Bonus Section: Non-Futures
Jason Awad: Croatia +325 over Argentina
To start, I like Croatia (+325) to beat Argentina in their second match of the group stage. I just don’t believe Argentina are as strong as many people believe. And with a midfield full of class and creativity — plus a solid starting XI — I like the Croatians to top Messi and Co.
Jason Awad: Egypt to make R16 +140
I’ll also take my guy Mo Salah and Egypt to advance to the round of 16 at +140, while cheering for Liverpool’s star man: “Mo Salah, Mo Salah, running down the wing, Salah la la la la la la la Egyptian King.”
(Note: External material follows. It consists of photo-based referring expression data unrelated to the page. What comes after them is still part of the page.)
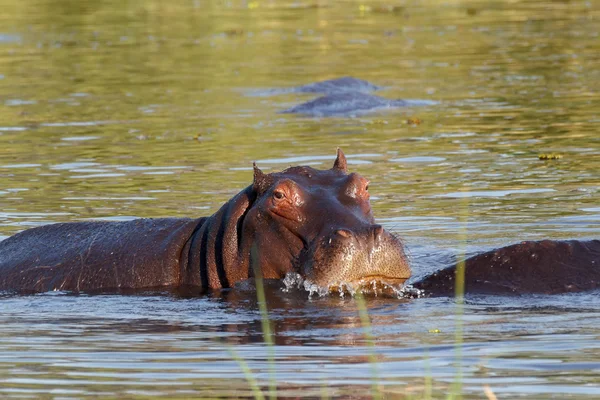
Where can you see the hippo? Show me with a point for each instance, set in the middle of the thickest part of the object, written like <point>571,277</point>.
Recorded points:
<point>314,223</point>
<point>337,85</point>
<point>348,104</point>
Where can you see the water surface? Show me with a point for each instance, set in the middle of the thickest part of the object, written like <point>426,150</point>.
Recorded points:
<point>118,110</point>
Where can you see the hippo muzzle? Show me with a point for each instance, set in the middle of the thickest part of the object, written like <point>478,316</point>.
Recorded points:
<point>355,257</point>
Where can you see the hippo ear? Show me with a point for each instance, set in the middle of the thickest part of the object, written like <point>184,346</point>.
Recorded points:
<point>262,181</point>
<point>340,163</point>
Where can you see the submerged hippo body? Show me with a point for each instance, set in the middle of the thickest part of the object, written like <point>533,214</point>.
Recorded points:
<point>349,103</point>
<point>316,223</point>
<point>338,85</point>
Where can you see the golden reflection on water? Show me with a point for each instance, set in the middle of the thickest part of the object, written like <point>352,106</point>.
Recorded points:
<point>112,109</point>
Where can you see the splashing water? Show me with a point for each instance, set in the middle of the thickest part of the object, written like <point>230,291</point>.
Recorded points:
<point>294,281</point>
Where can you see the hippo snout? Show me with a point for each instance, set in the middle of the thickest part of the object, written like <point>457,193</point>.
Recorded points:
<point>355,256</point>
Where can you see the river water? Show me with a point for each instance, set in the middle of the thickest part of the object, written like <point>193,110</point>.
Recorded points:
<point>116,110</point>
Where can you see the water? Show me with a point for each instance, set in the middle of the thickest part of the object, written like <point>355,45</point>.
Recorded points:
<point>117,110</point>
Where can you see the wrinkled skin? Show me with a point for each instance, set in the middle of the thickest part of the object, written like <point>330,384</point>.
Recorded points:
<point>317,223</point>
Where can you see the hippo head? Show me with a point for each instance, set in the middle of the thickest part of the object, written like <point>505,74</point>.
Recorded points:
<point>319,224</point>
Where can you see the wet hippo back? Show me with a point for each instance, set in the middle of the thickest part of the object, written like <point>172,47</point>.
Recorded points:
<point>348,104</point>
<point>142,253</point>
<point>339,85</point>
<point>529,267</point>
<point>316,223</point>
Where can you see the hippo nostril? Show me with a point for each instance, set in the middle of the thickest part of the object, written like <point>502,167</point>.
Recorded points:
<point>378,231</point>
<point>344,233</point>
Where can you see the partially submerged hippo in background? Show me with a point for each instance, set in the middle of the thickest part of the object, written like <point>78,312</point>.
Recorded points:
<point>338,85</point>
<point>316,223</point>
<point>330,86</point>
<point>349,103</point>
<point>345,96</point>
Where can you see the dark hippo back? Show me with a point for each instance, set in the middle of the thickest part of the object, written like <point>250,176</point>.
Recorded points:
<point>529,267</point>
<point>349,103</point>
<point>143,253</point>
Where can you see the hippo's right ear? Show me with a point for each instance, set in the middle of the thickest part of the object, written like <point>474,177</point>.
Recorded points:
<point>262,181</point>
<point>340,163</point>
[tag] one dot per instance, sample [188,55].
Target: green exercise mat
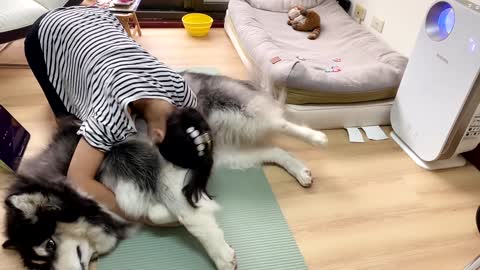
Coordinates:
[250,217]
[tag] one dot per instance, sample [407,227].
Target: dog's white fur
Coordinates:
[239,137]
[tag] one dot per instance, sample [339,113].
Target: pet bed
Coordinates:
[252,222]
[359,94]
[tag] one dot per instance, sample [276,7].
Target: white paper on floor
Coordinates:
[354,135]
[375,133]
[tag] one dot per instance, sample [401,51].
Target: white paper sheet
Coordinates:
[375,133]
[354,135]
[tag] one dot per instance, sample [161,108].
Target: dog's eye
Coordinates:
[50,246]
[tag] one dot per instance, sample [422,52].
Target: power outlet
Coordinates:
[359,13]
[377,24]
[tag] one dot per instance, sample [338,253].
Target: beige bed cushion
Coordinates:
[282,5]
[19,13]
[370,69]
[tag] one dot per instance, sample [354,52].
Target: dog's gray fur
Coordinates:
[241,117]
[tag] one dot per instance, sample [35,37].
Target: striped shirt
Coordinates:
[97,71]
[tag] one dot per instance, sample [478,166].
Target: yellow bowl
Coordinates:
[197,24]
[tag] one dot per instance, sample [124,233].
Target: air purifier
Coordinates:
[436,114]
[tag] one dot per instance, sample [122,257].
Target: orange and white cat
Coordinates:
[302,19]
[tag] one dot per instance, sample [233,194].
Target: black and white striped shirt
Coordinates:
[97,70]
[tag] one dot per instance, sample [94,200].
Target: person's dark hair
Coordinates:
[188,144]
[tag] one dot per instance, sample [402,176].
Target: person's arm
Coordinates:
[85,162]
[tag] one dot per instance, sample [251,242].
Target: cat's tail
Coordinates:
[315,33]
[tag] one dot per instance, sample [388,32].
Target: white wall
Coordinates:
[403,19]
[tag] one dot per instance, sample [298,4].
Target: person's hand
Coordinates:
[155,112]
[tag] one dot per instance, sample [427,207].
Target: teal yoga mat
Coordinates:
[252,222]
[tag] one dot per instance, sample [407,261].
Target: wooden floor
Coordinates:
[370,207]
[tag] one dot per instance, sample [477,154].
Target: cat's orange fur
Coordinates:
[311,22]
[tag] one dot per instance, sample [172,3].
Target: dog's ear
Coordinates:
[8,244]
[30,203]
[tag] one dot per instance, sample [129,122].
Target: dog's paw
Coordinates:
[226,260]
[319,138]
[304,177]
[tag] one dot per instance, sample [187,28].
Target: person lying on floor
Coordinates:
[88,67]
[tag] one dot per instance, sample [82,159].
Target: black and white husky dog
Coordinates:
[55,226]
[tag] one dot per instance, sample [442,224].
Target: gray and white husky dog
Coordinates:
[55,226]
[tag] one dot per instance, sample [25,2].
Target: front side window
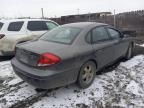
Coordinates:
[113,33]
[99,34]
[37,26]
[1,24]
[15,26]
[61,35]
[51,25]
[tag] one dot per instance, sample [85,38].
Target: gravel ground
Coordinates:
[120,86]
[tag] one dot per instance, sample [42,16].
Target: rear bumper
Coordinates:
[6,53]
[47,81]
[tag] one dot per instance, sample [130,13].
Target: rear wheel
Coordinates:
[87,74]
[129,53]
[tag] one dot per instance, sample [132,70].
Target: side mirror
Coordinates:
[129,33]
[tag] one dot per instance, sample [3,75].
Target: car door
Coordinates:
[103,46]
[121,44]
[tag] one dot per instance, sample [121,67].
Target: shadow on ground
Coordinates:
[5,58]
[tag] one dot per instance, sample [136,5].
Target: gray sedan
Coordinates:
[70,53]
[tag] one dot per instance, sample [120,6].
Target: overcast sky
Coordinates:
[52,8]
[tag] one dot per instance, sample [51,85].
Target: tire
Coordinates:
[129,53]
[86,75]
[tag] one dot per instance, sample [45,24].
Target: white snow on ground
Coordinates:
[121,87]
[6,69]
[142,45]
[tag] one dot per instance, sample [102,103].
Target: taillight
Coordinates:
[47,59]
[1,36]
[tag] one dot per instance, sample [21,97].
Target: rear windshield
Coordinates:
[15,26]
[1,24]
[61,35]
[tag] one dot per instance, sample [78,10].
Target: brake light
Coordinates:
[1,36]
[47,59]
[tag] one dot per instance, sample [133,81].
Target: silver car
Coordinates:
[70,53]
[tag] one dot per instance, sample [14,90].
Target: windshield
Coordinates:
[1,24]
[61,35]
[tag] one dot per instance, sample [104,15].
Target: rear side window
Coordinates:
[15,26]
[37,26]
[99,34]
[113,33]
[1,24]
[51,25]
[64,35]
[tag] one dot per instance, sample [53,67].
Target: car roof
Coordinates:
[84,24]
[27,19]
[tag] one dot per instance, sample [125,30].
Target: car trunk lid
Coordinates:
[29,52]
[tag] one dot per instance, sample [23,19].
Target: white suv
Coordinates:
[17,31]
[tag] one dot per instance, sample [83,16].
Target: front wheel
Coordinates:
[86,75]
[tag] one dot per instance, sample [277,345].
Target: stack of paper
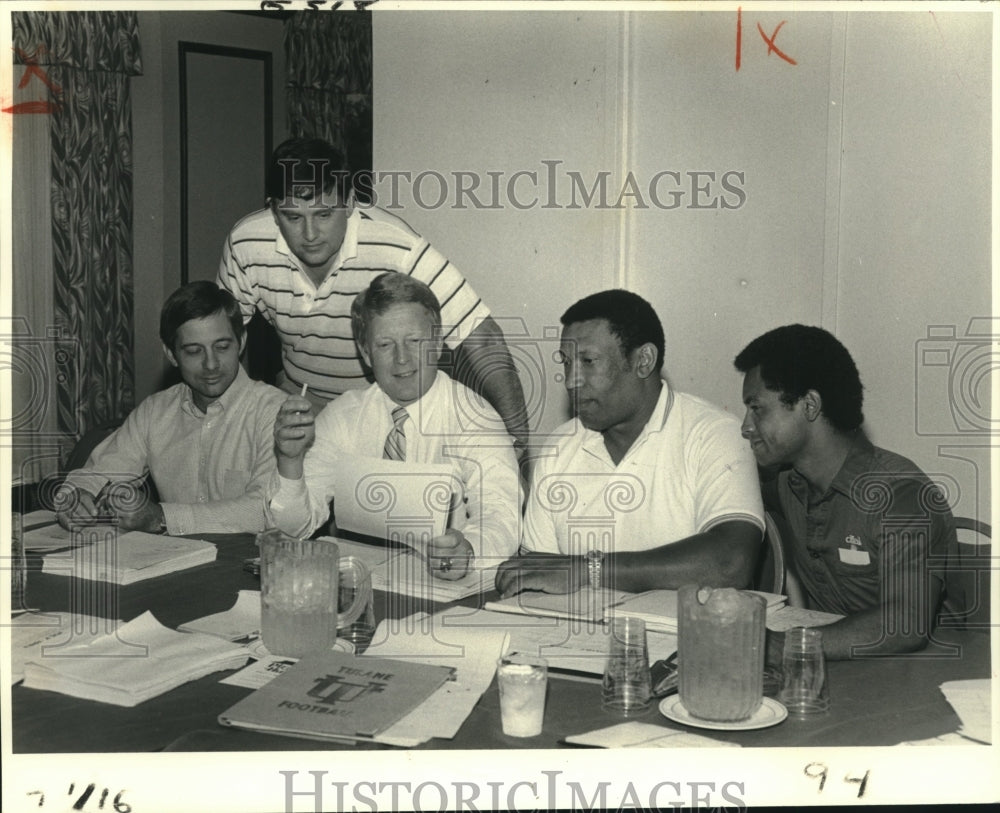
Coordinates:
[441,639]
[141,660]
[784,618]
[41,636]
[336,695]
[404,571]
[658,608]
[125,558]
[971,701]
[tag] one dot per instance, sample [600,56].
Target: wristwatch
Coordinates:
[595,561]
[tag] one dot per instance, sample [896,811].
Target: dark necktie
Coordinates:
[395,441]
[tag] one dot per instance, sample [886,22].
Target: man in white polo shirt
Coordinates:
[647,487]
[413,413]
[207,442]
[301,261]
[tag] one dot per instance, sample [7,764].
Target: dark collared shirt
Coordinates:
[881,521]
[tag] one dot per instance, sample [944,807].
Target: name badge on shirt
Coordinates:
[853,556]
PJ Walsh: Sweden to finish last in Group F +250
While I played soccer growing up, I know nothing about betting it. Luckily, I do know the Ctrl-F function on a keyboard. To find my favorite bet of the 2018 World Cup, I visited The Action Network’s soccer guru Dan McGuire’s full futures betting card.
A simple search for the word “love” quickly lands on Sweden to finish last in Group F at +250 odds. I’ll save the actual analysis portion for McGuire, but when someone as sharp as him loves any wager, I listen.
My true love is cashing tickets, which I’ve already done plenty of times by following McGuire’s EPL and MLS analysis, so how about a little love for Sweden crapping the bed in Group F?